In Prof. G's You Are A Message: Meditations For the Creative Entrepreneur, page 64 advises "Talk to your audience as you would talk to your best friend. Be candid, be cool, be loving." For the life of me, I have been trying without success to apply these sage words of advice in my attempt at describing what it's like moving out of your business's first home. How candid? How loving? What does it even mean to be cool? I'm not sure, but I do know that as words do not come pouring out of me, the feelings are flowing wild and free.
Feelings are so hard to contain with words, though. How do I tell you what it felt like the night we opened our doors? I was so scared no one would come and yet you showed up in droves, to the point that I still don't know who all was there. It was wild, surreal, exciting, and I was so incredibly exhausted in the best of ways knowing Seth and I had accomplished something bigger than ourselves. And you continued to show up. You still do--your support is the life raft on which we remain afloat during a global pandemic. Can you really feel it when I say that I'm incredibly grateful to every single person that walked through our door? Can you really feel it when I want to cry with joy and gratitude that you like Garden Party, you really do, and as a life-long, self-deprecating perfectionist who was at one time convinced no one liked her (middle school, hello!!), I'm still amazed you like us, you really do.

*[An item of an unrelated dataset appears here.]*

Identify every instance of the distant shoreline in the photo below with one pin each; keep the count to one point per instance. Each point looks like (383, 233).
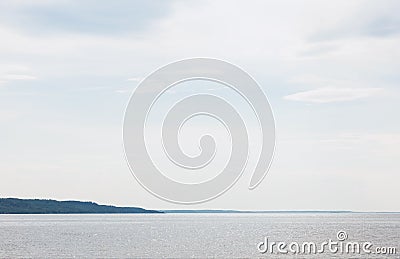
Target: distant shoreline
(47, 206)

How do I candidly reveal that as beautiful and special as Garden Party is and will continue to be, it was also the thing that almost broke me? I had never up to this point experienced stress and burn out in the way I did the first year of business. As much as I was feeling love and joy at operating my own business, I also scrambled and failed so many times to find a better way to manage my mental health. I think I'm finally getting there almost two years in and learning to ask for help when you need it is the feeling of a soothing balm, the relief after a year of thinking you could do it on your own. Seth transitioning to working at Garden Party full time has been my own personal saving grace. And is it ok to tell you about how much anger I still feel that the building will be torn down one day? I'm still angry about that, and about our city's leadership in general. And can I talk about the bugs? SO. MANY. BUGS.
I suppose that what I mean to convey is how much Garden Party means to me and what it has meant to you will continue on, and that's something worth expressing. Feelings are just feelings, but I know it to be true that we provide a place to gather with friends and neighbors, a place to vibe, and a place to find resources and products that aid in navigating life. As hard as it is to part ways with our first iteration, we have an opportunity to refine our concept in a place of more permanence, dig in a little deeper, make it even better than what it has thus far been, and we're so stoked you're along for the ride.